Rhys Jenkins, professor of development economics at UEA, and Peter Newell, professor of international relations at the University of Sussex, examined the connections between tax and development, and tax and corporate social responsibility (CSR). They argue that tax strategy should be addressed as an aspect of CSR, and that with growing public concern over tax avoidance failure to do so could potentially undermine corporate legitimacy.
They propose some key elements of a responsible tax strategy, which include: a commitment to avoid the use of tax havens in their operations; an agreement not to use artificial finance arrangements to reduce the company's tax burden; and greater transparency concerning profits and tax payments on a country-by-country basis. Contrary to current practices, corporate responsibility should also involve a company agreeing not to lobby or pressure host governments to provide it with more favourable tax treatment.
Up to now, there has been a surprising lack of attention given to tax avoidance as a CSR issue, even among those companies that pride themselves on being leaders in this area. The focus of their CSR efforts has been on environmental, labour and human rights issues.
Prof Jenkins said Starbucks, which was at the heart of the recent tax avoidance scandal in the UK, is an example of this with its commitment to using fair-trade coffee contrasting with its "ethically questionable" arrangements to minimize its corporation tax liabilities. Other companies which are usually ranked highly in terms of their CSR but have also been accused of avoiding tax include Apple, Google, and GlaxoSmithKline.
"This paper focuses on an issue that has largely been absent from the CSR agenda, despite a flurry of recent scandals engulfing major corporations that identify themselves as leaders on CSR issues," said Prof Jenkins.
"Our research shows that tax avoidance by transnational corporations is a major global issue, particularly for developing countries where the tax base is relatively weak and the capacity of the state to effectively control such practices is very limited.
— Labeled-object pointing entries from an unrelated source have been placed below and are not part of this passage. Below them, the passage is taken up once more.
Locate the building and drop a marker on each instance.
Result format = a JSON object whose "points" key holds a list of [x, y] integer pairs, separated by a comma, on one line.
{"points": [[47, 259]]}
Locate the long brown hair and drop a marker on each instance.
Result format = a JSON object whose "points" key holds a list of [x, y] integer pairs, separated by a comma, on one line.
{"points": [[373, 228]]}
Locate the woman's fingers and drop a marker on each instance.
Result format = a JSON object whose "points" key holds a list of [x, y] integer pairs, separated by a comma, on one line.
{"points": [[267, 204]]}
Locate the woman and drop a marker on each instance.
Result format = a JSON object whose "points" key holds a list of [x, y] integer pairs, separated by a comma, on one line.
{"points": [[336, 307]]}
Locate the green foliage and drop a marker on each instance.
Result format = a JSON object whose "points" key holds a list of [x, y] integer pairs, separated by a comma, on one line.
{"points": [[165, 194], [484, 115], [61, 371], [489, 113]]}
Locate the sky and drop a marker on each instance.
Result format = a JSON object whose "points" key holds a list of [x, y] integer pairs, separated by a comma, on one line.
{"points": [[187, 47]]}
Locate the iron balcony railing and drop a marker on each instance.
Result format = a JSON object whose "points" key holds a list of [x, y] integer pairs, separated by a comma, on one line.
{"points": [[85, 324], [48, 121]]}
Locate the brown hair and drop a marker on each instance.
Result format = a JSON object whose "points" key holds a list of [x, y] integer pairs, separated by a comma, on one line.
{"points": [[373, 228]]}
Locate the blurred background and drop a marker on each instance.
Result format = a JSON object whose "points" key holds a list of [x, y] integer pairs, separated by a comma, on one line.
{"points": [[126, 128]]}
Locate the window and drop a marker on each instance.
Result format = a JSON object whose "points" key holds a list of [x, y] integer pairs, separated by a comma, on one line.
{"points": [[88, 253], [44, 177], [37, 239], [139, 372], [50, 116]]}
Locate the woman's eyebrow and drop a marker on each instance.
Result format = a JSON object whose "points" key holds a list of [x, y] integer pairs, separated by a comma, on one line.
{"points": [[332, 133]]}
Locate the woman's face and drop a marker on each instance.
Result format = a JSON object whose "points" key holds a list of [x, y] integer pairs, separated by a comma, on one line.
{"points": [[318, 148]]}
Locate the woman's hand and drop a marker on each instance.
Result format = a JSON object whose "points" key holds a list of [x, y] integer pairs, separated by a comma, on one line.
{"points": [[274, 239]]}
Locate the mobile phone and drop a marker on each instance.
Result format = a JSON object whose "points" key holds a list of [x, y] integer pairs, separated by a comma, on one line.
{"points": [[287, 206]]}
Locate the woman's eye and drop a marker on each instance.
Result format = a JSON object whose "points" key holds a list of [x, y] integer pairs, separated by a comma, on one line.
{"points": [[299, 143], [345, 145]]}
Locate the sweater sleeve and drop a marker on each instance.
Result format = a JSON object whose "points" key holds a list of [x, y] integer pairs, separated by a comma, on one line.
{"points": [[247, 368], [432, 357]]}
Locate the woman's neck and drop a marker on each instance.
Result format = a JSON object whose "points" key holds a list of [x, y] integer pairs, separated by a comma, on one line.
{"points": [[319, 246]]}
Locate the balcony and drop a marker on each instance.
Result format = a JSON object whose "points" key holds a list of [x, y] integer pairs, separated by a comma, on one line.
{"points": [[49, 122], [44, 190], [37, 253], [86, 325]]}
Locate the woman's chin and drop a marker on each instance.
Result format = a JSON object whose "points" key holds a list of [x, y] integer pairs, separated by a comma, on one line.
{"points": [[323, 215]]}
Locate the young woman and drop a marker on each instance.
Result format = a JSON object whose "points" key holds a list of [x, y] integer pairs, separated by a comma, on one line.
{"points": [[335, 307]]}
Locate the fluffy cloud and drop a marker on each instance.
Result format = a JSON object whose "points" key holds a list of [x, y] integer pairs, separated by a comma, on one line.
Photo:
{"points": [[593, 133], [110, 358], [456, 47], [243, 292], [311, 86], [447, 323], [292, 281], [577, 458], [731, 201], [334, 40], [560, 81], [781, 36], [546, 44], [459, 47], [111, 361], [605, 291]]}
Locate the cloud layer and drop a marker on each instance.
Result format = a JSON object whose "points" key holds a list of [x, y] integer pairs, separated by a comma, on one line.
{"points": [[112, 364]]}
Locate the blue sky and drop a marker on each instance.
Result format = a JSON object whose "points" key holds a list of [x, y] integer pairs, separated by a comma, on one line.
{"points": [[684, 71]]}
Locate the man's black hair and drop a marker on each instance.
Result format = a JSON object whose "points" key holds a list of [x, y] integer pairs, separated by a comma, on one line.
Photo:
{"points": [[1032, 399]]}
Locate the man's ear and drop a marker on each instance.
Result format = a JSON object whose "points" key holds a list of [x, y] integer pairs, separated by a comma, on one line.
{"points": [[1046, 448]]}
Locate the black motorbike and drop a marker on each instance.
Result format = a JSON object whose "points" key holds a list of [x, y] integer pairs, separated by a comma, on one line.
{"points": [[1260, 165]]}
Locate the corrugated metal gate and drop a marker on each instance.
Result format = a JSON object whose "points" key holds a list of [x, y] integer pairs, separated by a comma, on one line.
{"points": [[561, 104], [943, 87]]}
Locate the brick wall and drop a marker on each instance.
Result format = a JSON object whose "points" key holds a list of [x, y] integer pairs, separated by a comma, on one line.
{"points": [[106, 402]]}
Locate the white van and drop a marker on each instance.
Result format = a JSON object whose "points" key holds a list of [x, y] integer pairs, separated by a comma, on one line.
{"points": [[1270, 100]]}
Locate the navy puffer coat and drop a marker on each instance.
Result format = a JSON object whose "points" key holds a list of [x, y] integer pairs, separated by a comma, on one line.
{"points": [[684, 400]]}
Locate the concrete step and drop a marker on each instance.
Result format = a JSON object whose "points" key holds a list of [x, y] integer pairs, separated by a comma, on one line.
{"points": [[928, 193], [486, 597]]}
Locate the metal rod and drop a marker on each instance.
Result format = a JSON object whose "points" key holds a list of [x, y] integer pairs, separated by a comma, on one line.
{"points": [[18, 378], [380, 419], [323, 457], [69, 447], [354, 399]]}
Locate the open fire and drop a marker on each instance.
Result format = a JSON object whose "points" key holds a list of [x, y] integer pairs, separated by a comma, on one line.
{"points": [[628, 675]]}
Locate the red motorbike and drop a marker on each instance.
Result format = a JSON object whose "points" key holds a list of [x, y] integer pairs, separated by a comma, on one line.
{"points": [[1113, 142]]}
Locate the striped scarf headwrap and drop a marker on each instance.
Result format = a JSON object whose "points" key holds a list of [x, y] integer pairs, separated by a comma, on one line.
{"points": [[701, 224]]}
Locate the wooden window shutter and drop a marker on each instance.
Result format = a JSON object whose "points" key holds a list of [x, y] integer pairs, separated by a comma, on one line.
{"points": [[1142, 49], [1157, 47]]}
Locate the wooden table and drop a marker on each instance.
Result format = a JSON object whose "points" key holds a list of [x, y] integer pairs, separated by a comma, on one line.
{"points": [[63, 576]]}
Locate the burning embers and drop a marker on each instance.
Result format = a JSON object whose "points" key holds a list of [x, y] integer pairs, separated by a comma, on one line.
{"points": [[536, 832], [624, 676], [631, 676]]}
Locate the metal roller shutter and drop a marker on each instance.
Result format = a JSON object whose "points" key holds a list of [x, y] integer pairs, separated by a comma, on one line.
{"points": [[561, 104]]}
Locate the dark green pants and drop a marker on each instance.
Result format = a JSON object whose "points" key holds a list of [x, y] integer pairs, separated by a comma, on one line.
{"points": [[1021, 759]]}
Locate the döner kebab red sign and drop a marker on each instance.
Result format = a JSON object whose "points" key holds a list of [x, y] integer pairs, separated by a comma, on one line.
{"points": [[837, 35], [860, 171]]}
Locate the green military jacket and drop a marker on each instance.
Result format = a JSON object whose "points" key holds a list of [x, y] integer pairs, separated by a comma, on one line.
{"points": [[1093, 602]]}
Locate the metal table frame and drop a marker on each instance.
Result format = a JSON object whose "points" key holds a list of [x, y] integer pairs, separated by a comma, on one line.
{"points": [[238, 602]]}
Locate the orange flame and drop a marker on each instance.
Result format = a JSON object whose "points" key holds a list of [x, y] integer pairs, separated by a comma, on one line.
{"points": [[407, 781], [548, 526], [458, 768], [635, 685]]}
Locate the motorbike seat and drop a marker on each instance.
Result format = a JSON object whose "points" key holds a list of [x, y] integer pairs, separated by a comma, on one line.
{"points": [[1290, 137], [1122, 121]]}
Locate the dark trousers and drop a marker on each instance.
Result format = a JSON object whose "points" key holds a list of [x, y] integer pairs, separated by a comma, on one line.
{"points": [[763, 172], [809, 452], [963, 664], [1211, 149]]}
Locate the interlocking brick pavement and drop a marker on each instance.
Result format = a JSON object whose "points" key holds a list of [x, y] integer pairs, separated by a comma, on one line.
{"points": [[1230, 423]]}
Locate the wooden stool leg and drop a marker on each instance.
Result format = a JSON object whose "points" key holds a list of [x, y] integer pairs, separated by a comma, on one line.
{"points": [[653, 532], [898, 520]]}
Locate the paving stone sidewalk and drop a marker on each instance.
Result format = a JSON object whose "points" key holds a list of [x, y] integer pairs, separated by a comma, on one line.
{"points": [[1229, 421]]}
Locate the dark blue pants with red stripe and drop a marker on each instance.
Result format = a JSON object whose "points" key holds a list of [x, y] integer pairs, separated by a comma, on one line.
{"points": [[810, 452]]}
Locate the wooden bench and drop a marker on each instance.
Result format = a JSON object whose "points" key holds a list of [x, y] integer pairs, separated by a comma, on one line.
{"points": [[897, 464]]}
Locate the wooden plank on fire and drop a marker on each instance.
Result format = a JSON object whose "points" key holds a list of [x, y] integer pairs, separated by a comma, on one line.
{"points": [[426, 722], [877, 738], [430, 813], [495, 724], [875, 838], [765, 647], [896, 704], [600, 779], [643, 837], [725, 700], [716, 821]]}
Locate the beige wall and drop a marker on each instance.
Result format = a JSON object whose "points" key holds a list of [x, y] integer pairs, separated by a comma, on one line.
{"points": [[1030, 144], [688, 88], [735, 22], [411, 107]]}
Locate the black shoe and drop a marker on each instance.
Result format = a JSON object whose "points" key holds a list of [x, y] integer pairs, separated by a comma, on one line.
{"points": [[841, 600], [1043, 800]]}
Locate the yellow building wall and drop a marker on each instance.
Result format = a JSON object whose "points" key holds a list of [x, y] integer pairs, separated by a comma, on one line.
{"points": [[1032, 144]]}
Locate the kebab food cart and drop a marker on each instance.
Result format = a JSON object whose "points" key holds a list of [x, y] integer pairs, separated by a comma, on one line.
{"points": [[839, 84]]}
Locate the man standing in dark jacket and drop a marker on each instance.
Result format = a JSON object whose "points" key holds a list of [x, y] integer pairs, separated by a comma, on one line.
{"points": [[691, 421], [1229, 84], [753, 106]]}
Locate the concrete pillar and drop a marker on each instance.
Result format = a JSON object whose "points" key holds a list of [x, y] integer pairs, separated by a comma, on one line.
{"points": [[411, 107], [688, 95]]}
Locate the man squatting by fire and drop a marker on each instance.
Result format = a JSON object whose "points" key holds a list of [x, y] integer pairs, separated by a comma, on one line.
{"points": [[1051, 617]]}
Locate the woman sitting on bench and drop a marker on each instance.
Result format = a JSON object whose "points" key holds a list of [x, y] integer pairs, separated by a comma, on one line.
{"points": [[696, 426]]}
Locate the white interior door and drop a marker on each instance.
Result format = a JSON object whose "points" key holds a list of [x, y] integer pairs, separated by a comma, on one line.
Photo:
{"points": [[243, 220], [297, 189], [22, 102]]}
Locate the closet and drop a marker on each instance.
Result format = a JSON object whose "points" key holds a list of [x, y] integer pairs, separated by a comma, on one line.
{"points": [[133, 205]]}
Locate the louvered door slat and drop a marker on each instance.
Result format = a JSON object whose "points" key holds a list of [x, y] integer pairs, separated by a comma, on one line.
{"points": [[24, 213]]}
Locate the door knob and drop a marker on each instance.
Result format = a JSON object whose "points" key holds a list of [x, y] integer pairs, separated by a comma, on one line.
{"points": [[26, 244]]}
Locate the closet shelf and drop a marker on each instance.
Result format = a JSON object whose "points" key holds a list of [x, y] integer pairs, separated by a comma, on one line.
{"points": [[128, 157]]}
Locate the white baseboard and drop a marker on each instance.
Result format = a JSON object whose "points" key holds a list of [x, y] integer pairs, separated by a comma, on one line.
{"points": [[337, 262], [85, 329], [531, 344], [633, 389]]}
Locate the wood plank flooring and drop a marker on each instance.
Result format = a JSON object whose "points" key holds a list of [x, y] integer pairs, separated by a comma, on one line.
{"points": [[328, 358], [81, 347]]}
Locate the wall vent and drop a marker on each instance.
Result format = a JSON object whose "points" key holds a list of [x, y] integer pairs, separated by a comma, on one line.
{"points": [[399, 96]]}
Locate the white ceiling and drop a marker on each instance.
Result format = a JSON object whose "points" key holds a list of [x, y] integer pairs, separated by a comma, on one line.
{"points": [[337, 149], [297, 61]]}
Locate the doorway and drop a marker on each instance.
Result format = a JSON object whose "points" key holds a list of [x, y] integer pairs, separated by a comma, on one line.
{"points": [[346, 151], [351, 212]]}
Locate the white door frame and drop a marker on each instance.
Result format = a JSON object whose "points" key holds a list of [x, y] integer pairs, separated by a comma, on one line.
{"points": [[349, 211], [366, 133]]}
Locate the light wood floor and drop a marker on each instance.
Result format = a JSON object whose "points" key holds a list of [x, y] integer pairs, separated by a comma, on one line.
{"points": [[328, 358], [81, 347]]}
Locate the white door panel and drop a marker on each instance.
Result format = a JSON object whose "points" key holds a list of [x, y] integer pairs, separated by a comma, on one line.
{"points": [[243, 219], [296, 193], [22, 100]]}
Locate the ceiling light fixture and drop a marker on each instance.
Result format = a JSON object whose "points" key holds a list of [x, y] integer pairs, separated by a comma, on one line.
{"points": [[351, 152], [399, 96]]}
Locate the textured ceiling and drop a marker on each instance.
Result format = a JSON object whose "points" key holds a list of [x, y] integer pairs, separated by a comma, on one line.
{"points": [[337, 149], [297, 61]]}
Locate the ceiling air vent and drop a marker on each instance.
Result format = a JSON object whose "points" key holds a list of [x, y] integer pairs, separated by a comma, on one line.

The fiscal crisis of both developed and developing countries has put tax avoidance more firmly on the agenda than ever before.
"We do not believe that the inclusion of commitments on tax will remove the problem of tax avoidance any more than environmental or labour rights' issues can be dealt with solely by voluntary corporate commitments. However, companies that claim a high level of social responsibility should not stand by and wait for governments and international organisations to take a lead, but should lead the way in terms of country-by-country reporting and abandoning the use of tax havens. Failure to do so could in future undermine their legitimacy in the same way that abuse of workers or environmental disasters have affected companies in the past."
Recent scandals about the widespread use of tax avoidance schemes, including the non-payment of corporation tax in the UK by Google, Starbucks and Amazon, have put the issue of taxation centre stage. The UK's Prime Minister David Cameron and German Chancellor Angela Merkel have also put the issue on the agenda for this month's G8 summit in Northern Ireland. But the researchers say the problem of tax avoidance by corporations in developing countries has barely been touched upon in terms of corporate responsibility. The income lost by developing countries through corporate tax avoidance has been estimated at between $35bn and $160bn.
Prof Jenkins said: "Until now, the CSR agenda has tended to focus on environmental issues, labour and human rights. But many of the arguments that have been used to support CSR in these areas apply equally to paying a fair share of taxes, particularly in developing countries where the capacity to collect tax is very limited. No company is regarded as socially responsible on the basis that it complies with the minimum legal requirements in terms of environmental standards or labour rights so why should a responsible company feel that all it has to do is to pay the minimum level of tax that it can get away with without breaking the law."
As part of their study Prof Jenkins and Prof Newell analysed the CSR reports and codes of conduct of 35 major transnational corporations regarded as leaders in this area and listed on the FTSE4Good. They found that most do not regard tax as an aspect of CSR. Only in 13 cases was there any mention of tax in the CSR report, while just four of the companies - Diageo, WPP, Repsol-YPF and Telefónica - made an explicit statement related to the company's tax policies.
Even fewer companies referred to tax issues in their codes of conduct - nine in total. Most of these referred to the need to comply with the law and to pay a fair share of taxation. However, they also often mentioned the need to minimise taxation in the interest of shareholder value. Some codes, for example those of Vodafone and Unilever, also referred to steps to influence government tax policies.
The paper 'CSR, Tax and Development', by Rhys Jenkins and Peter Newell (2013) is published in Third World Quarterly, volume 34, issue 3, p378-396.